Eggs consumed in their whole form are a good source of vitamin D, zinc, and tryptophan. Vitamin D has been linked to helping lower depression. Tryptophan is the amino acid that helps the body create serotonin. Serotonin is referred to as the “happy” hormone, but it has also been linked to lowering levels of anxiety and improved brain function.
**Note: Keep hard-boiled eggs in the fridge as an easy grab-and-go meal replacement or snack.
Miso-Fermented foods such as Miso soup, miso-marinated meats or tofu, may help reduce stress and anxiety. While research continues to confirm the exact relation of cause and effect, the benefit of healthy gut microbiota has a significant effect on our mental health. Read the research here.
Oats are a healthy source of carbohydrates that help increase serotonin production in the brain. As mentioned earlier, serotonin is our “happy” hormone which can reduce stress levels.

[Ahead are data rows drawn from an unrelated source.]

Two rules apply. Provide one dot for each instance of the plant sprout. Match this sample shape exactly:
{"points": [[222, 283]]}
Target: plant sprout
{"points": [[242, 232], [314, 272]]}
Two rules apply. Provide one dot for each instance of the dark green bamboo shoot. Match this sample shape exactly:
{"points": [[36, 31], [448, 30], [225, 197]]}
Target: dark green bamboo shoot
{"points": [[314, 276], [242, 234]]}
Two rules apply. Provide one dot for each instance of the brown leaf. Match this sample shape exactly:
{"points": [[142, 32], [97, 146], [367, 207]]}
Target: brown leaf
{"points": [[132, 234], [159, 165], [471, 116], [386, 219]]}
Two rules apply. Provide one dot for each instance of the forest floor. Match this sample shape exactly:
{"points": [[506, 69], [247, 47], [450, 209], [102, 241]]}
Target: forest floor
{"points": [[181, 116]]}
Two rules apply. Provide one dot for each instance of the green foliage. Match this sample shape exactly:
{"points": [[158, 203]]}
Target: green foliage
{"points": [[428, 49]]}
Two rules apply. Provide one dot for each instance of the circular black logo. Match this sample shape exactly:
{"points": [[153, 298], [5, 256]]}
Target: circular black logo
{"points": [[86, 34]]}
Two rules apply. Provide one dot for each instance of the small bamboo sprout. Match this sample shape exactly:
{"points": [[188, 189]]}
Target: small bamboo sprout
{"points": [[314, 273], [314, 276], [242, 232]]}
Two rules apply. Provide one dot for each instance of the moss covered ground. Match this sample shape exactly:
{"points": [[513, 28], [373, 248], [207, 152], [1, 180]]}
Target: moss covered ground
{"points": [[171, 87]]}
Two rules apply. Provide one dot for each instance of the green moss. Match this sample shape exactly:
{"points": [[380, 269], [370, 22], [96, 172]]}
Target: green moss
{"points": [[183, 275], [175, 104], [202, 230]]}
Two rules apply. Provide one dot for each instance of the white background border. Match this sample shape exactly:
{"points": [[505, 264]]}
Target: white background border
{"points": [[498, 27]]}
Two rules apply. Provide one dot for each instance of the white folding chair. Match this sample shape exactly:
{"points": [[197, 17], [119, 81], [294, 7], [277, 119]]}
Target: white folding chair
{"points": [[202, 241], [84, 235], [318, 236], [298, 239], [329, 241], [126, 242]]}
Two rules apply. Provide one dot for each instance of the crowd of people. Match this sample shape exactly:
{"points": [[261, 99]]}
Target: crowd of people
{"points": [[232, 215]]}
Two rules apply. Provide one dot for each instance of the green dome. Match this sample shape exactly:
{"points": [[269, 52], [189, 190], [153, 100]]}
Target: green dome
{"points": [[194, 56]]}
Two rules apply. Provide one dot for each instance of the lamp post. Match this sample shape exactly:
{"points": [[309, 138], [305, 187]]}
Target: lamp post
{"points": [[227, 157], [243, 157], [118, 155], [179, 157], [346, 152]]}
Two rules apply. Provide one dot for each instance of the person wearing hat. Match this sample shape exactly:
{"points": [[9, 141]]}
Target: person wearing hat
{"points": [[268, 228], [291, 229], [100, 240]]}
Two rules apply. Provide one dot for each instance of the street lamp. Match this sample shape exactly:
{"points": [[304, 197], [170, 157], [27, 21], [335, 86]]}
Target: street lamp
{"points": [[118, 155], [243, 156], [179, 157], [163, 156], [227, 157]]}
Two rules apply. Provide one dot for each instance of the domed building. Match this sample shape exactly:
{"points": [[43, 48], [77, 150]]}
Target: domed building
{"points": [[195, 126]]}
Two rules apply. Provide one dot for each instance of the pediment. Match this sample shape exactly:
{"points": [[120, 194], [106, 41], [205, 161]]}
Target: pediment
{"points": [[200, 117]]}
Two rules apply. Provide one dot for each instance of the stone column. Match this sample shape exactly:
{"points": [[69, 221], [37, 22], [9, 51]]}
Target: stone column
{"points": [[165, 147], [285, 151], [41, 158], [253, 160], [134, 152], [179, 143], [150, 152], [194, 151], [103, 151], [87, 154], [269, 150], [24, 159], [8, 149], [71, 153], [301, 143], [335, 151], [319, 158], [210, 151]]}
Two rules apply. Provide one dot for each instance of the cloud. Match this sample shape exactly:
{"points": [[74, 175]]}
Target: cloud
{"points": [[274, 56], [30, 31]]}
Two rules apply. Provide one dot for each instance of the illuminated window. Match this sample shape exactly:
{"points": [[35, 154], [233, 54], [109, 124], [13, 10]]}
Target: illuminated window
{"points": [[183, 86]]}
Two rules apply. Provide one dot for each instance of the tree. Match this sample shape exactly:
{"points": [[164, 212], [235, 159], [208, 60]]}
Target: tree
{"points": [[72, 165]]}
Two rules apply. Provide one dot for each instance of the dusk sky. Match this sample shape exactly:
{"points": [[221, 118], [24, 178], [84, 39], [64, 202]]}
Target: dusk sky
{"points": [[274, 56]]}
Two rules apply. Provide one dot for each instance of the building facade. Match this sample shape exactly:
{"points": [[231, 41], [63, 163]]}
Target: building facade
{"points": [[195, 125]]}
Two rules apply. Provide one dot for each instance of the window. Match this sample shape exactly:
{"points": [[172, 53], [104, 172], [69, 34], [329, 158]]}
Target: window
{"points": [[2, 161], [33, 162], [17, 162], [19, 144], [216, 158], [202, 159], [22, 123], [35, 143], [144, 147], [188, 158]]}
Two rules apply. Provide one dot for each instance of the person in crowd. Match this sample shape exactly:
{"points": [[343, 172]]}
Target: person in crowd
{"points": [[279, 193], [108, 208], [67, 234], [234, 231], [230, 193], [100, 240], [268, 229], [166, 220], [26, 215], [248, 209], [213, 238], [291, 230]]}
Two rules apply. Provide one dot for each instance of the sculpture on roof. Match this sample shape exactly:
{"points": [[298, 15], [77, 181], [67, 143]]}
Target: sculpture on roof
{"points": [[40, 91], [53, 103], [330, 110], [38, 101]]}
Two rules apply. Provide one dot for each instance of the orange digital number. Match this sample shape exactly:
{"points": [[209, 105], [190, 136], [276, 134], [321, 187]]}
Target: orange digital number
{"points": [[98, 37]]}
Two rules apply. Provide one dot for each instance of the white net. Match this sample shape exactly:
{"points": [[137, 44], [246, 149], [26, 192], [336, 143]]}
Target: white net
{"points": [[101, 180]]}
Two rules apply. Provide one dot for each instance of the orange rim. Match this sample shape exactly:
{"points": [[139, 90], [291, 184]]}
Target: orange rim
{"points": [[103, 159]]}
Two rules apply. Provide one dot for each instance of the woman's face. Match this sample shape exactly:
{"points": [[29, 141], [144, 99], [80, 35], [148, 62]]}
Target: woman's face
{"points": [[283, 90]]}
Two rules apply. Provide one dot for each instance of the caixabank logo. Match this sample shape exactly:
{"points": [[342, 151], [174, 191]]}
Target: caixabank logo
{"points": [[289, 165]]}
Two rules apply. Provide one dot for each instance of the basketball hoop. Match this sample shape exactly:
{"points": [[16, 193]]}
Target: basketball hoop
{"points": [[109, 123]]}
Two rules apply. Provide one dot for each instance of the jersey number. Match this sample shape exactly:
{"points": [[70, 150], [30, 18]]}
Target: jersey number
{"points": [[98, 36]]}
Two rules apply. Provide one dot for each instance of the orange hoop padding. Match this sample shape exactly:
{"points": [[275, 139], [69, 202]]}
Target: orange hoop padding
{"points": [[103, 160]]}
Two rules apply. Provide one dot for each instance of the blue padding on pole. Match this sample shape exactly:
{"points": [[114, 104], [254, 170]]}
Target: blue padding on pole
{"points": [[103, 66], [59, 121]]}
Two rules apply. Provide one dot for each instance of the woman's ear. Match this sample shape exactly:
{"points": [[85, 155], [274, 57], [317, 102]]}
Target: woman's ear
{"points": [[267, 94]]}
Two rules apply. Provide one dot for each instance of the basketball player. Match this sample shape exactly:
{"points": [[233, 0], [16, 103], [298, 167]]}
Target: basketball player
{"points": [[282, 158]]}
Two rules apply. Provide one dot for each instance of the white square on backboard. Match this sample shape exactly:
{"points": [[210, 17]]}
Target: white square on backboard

**Note: Oats and not just for breakfast. There are tons of delicious oat recipes online that make boring oats truly sensational. Try one of these: overnight oats, oat pancakes, oat energy balls, oat smoothies.
Salmon is known for its natural source of beneficial Omega-3. Now research is discovering its link to lowered levels of anxiety as well as depression. Read the research here.
**Note: I hear, “I don’t like fish,” a lot. Revisit Tip #2, then commit to finding a preparation that will help you tolerate it.
Sweet Potatoes are a healthy carbohydrate-rich in magnesium. Magnesium is a chemical needed to ward off depression. Sweet potato nutrients have also been linked to lowering levels of Cortisol which causes inflammation, weight gain, pain, and other adverse effects. Read the research here.